In 1850, the United States Congress debated the balance of slave and free states in the Union, the Fugitive Slave Act (which required the return of runaway slaves to their owners) passed, and states’ rights advocate John C. Calhoun died. In response to  Congressional actions, South Carolina planter Edward B. Bryan championed secession in a state where nearly 60 percent of the people were enslaved, and he very publicly set the stage for conflict when he dramatically proclaimed: “Give us slavery or give us death.”  That same year, several slaveholding states convened to consider secession, but decided against such a radical step. In 1851,  secessionists  from Beaufort declared that “…we regard domestic slavery as the safeguard of political freedom. Therefore it is now the solemn duty of the Southern States to sever the tie that binds us to a Union already practically sundered, and to unite in a slaveholding Confederacy, maintaining as a fundamental principle, the perpetual recognition of that institution.”  In 1856, the governor of South Carolina demanded the reopening of the African slave trade.  In 1858, South Carolinians were so paranoid about northern efforts to abolish slavery that the state legislature passed laws to discourage northerners from traveling to the state. Early in 1860, politicians throughout South Carolina threatened that if a Republican won the presidential election  they would organize a state  convention to initiate secession.

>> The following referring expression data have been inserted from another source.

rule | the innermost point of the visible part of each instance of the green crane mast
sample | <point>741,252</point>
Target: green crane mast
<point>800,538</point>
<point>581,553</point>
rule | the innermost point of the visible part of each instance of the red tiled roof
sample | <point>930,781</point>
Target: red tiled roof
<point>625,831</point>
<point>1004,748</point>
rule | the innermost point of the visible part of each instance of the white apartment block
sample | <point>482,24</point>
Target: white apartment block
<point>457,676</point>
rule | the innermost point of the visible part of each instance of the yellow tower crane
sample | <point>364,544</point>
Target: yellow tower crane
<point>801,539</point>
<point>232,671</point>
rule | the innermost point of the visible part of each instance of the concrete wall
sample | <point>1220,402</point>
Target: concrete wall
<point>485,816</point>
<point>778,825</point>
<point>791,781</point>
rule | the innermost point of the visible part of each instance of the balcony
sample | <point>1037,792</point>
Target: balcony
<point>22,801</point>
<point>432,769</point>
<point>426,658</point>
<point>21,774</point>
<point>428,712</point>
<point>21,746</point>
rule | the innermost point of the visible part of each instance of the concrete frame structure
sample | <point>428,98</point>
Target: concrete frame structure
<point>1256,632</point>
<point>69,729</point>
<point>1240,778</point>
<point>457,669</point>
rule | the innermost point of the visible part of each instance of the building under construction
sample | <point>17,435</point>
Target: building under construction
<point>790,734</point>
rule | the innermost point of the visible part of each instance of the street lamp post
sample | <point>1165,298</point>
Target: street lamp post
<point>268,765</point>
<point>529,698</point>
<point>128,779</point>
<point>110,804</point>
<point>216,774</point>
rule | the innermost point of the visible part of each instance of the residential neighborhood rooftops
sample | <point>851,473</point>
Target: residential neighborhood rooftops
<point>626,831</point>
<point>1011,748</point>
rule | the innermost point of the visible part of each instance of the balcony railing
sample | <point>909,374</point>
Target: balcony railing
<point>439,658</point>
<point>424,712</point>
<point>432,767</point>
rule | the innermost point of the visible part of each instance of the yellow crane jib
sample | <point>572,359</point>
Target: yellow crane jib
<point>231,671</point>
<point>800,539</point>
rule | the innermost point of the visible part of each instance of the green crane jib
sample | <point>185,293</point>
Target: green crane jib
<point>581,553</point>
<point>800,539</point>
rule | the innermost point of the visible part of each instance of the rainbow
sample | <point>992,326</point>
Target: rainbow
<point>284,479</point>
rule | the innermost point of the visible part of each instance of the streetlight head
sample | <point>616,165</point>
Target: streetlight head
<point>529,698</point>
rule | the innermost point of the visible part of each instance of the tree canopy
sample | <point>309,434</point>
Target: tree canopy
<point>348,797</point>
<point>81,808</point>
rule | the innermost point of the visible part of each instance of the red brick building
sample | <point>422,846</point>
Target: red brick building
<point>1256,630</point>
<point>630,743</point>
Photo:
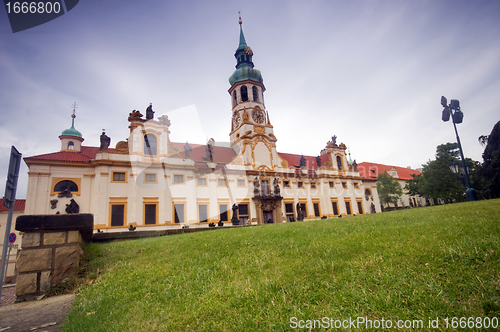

The original Ordinance of Secession passed at that convention in December of 1860 has been displayed across the state in recent weeks, making appearances at various locations and events, including the Secession Ball. It is the Ordinance’s lengthier and less well known companion document, however, that provides greater detail about the historical and legal causes which “induce[d] and justified]” the state  to take such monumental action.

The Declaration mentioned the increasing “encroachments” of the federal government on the state and the worrisome implications of Lincoln’s recent election, a man “whose opinions and purposes are hostile to slavery.”  It argued that since northern states had neglected to follow Congressional legislation relating to the return of slaves to their owners, and Congress had ceased to enforce its own laws in regards to non-slaveholding states, the government had become destructive to the ends for which it was founded, and thus South Carolina was released from her obligation to that government. The federal government’s unwillingness to enforce protections relating to slavery provided what South Carolina secessionists perceived to be a legitimate constitutional basis for leaving the Union.

Yet, the justifications argued in the Declaration beg an obvious question: would South Carolina have left the Union had there been no institution of slavery?